Personal information
- Full name: Thomas McGuigan
- Date of birth: 22 November 1922
- Place of birth: Whitburn, West Lothian, Scotland
- Date of death: 14 December 1997 (aged 75)
- Place of death: Hartlepool, England
- Position: Inside forward

Senior career*
- Years: Team / Apps / (Gls)
- 1946–1950: Ayr United / 74 / (21)
- 1950–1958: Hartlepools United / 325 / (79)
- Spennymoor United

= Tommy McGuigan (footballer) =

English football player (1922–1997)

Thomas McGuigan (22 November 1922 – 14 December 1997) was a Scottish footballer who played for Ayr United, Hartlepools United and Spennymoor United.

==Playing career==
McGuigan began his playing career in 1922 with Ayr United. He played 74 times for Ayr, scoring 21 times.

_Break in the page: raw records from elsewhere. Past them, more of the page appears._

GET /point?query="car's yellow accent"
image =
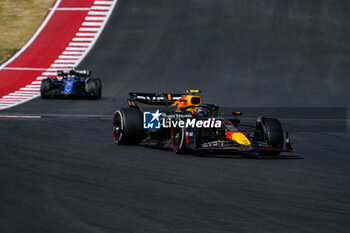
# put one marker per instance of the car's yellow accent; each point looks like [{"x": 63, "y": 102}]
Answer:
[
  {"x": 187, "y": 100},
  {"x": 192, "y": 91},
  {"x": 238, "y": 137}
]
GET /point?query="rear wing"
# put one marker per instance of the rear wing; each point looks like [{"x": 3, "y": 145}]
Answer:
[
  {"x": 164, "y": 99},
  {"x": 78, "y": 73}
]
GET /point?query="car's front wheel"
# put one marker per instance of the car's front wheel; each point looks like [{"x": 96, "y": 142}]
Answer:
[
  {"x": 270, "y": 130},
  {"x": 127, "y": 126}
]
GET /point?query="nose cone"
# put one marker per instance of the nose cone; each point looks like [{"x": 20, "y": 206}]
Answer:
[{"x": 239, "y": 137}]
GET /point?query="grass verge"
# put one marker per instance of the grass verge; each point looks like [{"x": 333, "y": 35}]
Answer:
[{"x": 19, "y": 21}]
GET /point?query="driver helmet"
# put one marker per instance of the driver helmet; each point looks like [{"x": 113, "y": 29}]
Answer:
[{"x": 202, "y": 112}]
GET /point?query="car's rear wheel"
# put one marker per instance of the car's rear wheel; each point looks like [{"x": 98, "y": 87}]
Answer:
[
  {"x": 92, "y": 88},
  {"x": 271, "y": 131},
  {"x": 177, "y": 138},
  {"x": 99, "y": 87},
  {"x": 127, "y": 126},
  {"x": 46, "y": 86}
]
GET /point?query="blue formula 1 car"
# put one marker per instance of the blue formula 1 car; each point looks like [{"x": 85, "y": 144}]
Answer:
[{"x": 71, "y": 83}]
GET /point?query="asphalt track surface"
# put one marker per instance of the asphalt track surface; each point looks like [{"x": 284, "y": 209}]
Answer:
[{"x": 62, "y": 173}]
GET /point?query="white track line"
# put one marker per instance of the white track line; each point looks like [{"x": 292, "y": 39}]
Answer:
[
  {"x": 92, "y": 23},
  {"x": 97, "y": 13},
  {"x": 75, "y": 49},
  {"x": 68, "y": 57},
  {"x": 94, "y": 18},
  {"x": 84, "y": 34},
  {"x": 85, "y": 29},
  {"x": 82, "y": 39},
  {"x": 78, "y": 44},
  {"x": 103, "y": 3},
  {"x": 24, "y": 68},
  {"x": 73, "y": 9},
  {"x": 100, "y": 8},
  {"x": 71, "y": 53}
]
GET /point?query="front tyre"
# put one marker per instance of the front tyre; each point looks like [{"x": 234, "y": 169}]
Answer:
[
  {"x": 177, "y": 138},
  {"x": 127, "y": 126},
  {"x": 271, "y": 131}
]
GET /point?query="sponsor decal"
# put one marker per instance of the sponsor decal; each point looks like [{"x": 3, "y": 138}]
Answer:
[
  {"x": 151, "y": 120},
  {"x": 157, "y": 120}
]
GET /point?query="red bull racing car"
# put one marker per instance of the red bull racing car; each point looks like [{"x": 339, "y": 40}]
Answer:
[{"x": 183, "y": 123}]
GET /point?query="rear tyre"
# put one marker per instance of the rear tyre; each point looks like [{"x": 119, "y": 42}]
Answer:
[
  {"x": 99, "y": 87},
  {"x": 46, "y": 86},
  {"x": 127, "y": 126},
  {"x": 270, "y": 130},
  {"x": 92, "y": 88},
  {"x": 177, "y": 138}
]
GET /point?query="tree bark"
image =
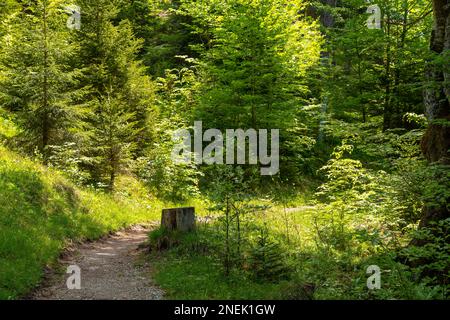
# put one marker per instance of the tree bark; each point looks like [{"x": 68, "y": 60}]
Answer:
[
  {"x": 181, "y": 219},
  {"x": 436, "y": 141}
]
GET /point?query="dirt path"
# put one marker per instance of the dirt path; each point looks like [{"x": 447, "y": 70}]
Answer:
[{"x": 111, "y": 269}]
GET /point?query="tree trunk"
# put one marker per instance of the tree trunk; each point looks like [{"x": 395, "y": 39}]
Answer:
[
  {"x": 436, "y": 141},
  {"x": 181, "y": 219}
]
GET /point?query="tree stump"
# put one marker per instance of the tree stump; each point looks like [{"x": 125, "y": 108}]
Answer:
[{"x": 181, "y": 219}]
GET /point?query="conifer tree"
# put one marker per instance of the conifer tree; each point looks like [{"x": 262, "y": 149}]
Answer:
[
  {"x": 37, "y": 76},
  {"x": 118, "y": 93}
]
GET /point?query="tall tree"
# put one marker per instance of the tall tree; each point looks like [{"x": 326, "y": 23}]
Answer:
[
  {"x": 37, "y": 74},
  {"x": 118, "y": 92},
  {"x": 436, "y": 142}
]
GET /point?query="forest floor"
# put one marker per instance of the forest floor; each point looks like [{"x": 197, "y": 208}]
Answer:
[{"x": 112, "y": 268}]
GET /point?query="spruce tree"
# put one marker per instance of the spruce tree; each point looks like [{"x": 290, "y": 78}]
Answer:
[
  {"x": 37, "y": 76},
  {"x": 117, "y": 91}
]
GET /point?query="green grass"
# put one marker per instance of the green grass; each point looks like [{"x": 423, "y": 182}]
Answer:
[
  {"x": 40, "y": 211},
  {"x": 201, "y": 278}
]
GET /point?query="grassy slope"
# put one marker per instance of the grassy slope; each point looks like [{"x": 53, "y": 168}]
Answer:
[{"x": 40, "y": 211}]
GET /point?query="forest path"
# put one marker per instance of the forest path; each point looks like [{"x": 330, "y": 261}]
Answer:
[{"x": 111, "y": 269}]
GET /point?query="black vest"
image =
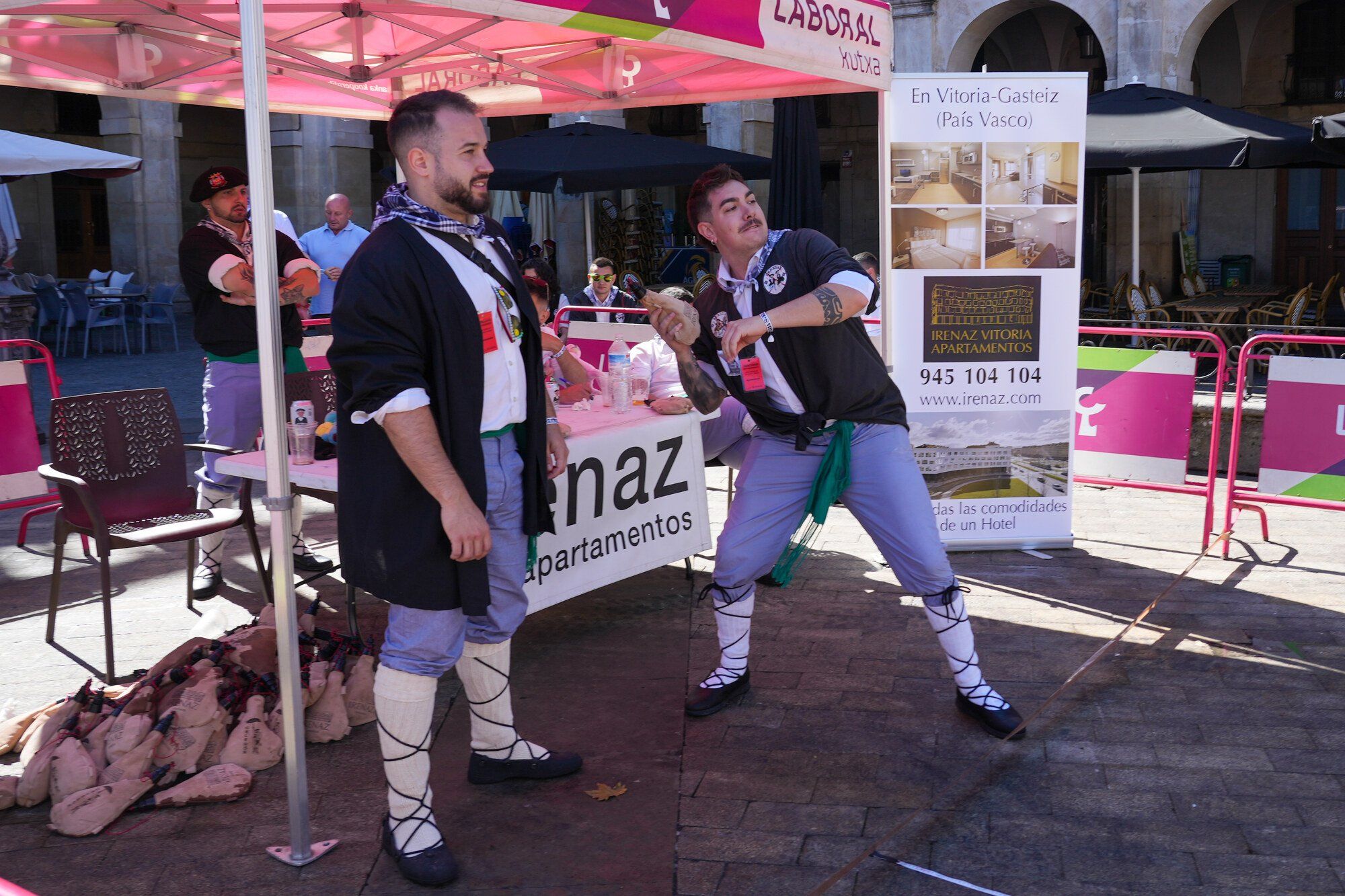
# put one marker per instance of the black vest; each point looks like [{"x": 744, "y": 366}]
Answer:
[{"x": 836, "y": 372}]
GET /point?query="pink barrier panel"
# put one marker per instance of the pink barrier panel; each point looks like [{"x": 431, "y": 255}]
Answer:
[
  {"x": 21, "y": 455},
  {"x": 1304, "y": 434},
  {"x": 1152, "y": 435}
]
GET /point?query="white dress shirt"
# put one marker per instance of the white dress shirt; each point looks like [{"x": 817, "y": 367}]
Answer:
[
  {"x": 777, "y": 386},
  {"x": 657, "y": 362},
  {"x": 505, "y": 395}
]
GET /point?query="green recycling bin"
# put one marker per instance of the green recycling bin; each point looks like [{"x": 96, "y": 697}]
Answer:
[{"x": 1235, "y": 271}]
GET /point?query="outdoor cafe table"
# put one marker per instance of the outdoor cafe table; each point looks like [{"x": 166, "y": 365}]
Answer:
[
  {"x": 631, "y": 499},
  {"x": 1219, "y": 311}
]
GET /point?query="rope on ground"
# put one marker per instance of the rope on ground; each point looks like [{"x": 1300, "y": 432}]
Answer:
[
  {"x": 974, "y": 766},
  {"x": 934, "y": 873}
]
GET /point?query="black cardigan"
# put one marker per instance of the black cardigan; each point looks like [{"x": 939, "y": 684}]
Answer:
[{"x": 401, "y": 319}]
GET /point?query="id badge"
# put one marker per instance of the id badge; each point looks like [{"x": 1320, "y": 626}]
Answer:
[
  {"x": 489, "y": 343},
  {"x": 753, "y": 377}
]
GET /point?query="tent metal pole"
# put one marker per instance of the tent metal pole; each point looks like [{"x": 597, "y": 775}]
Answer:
[
  {"x": 886, "y": 233},
  {"x": 1135, "y": 227},
  {"x": 1135, "y": 240},
  {"x": 279, "y": 501},
  {"x": 588, "y": 229}
]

In 1950, McGuigan moved to English side Hartlepools United. McGuigan played 325 times for the club and was in the top 10 all time appearances list for Pools, until 2021 when he his tally was overtaken by Gary Liddle. He scored 79 times for Hartlepools including hat tricks against Halifax Town and Stockport County. As of 2022, McGuigan remains in the top 10 of the all time top goal scorers list for Hartlepool. His service to the club earned him a benefit game against Newcastle United in 1956 which Hartlepools won 6–3.

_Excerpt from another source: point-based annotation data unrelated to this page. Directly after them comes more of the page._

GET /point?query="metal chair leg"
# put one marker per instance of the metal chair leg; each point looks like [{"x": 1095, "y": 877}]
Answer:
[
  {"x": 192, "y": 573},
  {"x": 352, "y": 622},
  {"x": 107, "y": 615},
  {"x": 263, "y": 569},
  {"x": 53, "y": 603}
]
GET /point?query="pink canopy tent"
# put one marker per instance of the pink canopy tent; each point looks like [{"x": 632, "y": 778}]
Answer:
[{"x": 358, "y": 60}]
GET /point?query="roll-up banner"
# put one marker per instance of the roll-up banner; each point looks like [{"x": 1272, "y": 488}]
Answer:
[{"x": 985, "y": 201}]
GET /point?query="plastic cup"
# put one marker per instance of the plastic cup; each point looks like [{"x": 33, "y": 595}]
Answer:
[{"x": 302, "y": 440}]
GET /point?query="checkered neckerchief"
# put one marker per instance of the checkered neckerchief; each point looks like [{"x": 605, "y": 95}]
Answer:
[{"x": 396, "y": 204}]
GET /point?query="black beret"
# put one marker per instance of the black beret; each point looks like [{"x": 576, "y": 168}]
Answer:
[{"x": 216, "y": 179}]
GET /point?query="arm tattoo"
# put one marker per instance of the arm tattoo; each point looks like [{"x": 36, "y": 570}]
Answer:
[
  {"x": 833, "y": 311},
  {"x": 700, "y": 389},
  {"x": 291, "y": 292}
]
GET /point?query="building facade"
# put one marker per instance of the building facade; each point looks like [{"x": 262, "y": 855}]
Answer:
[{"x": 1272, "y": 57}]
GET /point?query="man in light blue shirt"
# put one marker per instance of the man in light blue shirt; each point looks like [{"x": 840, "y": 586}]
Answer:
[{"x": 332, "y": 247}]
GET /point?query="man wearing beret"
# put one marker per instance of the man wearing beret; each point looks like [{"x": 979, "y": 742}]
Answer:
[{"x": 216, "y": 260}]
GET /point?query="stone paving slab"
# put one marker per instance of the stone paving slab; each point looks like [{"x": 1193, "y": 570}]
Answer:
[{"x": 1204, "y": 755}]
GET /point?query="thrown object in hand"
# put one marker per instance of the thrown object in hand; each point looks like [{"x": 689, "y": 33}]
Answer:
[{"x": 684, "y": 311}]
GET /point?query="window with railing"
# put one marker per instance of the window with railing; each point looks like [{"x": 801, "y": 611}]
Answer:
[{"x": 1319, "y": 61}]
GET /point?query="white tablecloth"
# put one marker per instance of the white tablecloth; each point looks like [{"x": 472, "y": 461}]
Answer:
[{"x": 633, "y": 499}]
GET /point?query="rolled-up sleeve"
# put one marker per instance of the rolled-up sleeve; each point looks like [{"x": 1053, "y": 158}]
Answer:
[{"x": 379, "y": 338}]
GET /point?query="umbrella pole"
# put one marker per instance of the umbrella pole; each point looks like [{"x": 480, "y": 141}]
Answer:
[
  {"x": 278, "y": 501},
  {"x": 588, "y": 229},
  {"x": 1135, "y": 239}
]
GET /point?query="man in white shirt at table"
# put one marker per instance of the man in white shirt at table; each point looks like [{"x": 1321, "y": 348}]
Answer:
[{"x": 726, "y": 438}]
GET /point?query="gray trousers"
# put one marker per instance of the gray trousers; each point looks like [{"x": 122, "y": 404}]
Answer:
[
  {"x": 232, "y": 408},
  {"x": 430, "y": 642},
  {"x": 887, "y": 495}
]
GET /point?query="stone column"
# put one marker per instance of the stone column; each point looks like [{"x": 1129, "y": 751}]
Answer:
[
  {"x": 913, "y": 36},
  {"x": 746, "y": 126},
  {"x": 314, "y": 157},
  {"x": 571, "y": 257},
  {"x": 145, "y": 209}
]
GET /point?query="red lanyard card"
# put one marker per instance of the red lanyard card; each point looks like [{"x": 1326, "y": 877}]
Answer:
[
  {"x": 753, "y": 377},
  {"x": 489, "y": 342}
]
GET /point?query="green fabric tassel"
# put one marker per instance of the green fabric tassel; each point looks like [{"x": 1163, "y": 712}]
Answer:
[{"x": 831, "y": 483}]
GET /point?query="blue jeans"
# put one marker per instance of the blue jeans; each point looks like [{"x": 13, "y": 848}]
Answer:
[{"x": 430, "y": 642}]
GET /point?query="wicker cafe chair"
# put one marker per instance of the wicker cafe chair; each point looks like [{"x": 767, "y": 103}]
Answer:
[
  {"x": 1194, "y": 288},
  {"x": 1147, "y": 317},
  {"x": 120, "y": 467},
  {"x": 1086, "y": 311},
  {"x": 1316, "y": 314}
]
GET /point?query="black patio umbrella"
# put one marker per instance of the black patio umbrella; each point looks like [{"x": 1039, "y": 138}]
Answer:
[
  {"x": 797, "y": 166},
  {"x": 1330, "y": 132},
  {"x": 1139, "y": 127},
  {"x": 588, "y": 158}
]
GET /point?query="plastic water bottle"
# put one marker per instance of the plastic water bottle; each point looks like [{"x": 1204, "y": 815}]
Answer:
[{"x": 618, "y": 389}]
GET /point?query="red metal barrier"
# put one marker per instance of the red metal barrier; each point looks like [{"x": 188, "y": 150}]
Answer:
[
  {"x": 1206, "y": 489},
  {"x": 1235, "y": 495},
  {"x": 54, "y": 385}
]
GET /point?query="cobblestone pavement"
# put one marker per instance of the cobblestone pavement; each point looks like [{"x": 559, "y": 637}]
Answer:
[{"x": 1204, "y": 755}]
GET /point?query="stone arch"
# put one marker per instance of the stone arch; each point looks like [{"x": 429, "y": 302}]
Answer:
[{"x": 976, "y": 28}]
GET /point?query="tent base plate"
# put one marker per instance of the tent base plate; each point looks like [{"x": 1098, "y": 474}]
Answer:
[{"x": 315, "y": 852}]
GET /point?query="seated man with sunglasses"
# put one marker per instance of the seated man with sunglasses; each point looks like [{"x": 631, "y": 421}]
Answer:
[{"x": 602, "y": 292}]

After leaving Hartlepools, McGuigan played for Spennymoor United.

As part of Hartlepool's centenary year in 2008, McGuigan was one of seven players to have a street named after them on a new housing development in the town.

In 2017, McGuigan was nominated as a part of a vote for Hartlepool United's greatest XI by The Northern Echo. The paper described him as a "hard-working forward" who was "full of honest endeavour and graft".

==Personal life==
McGuigan died in Hartlepool on 14 December 1997, aged 75. He is the grandfather of Premier League referee Tony Harrington. And is the great grandfather of Evan Allison.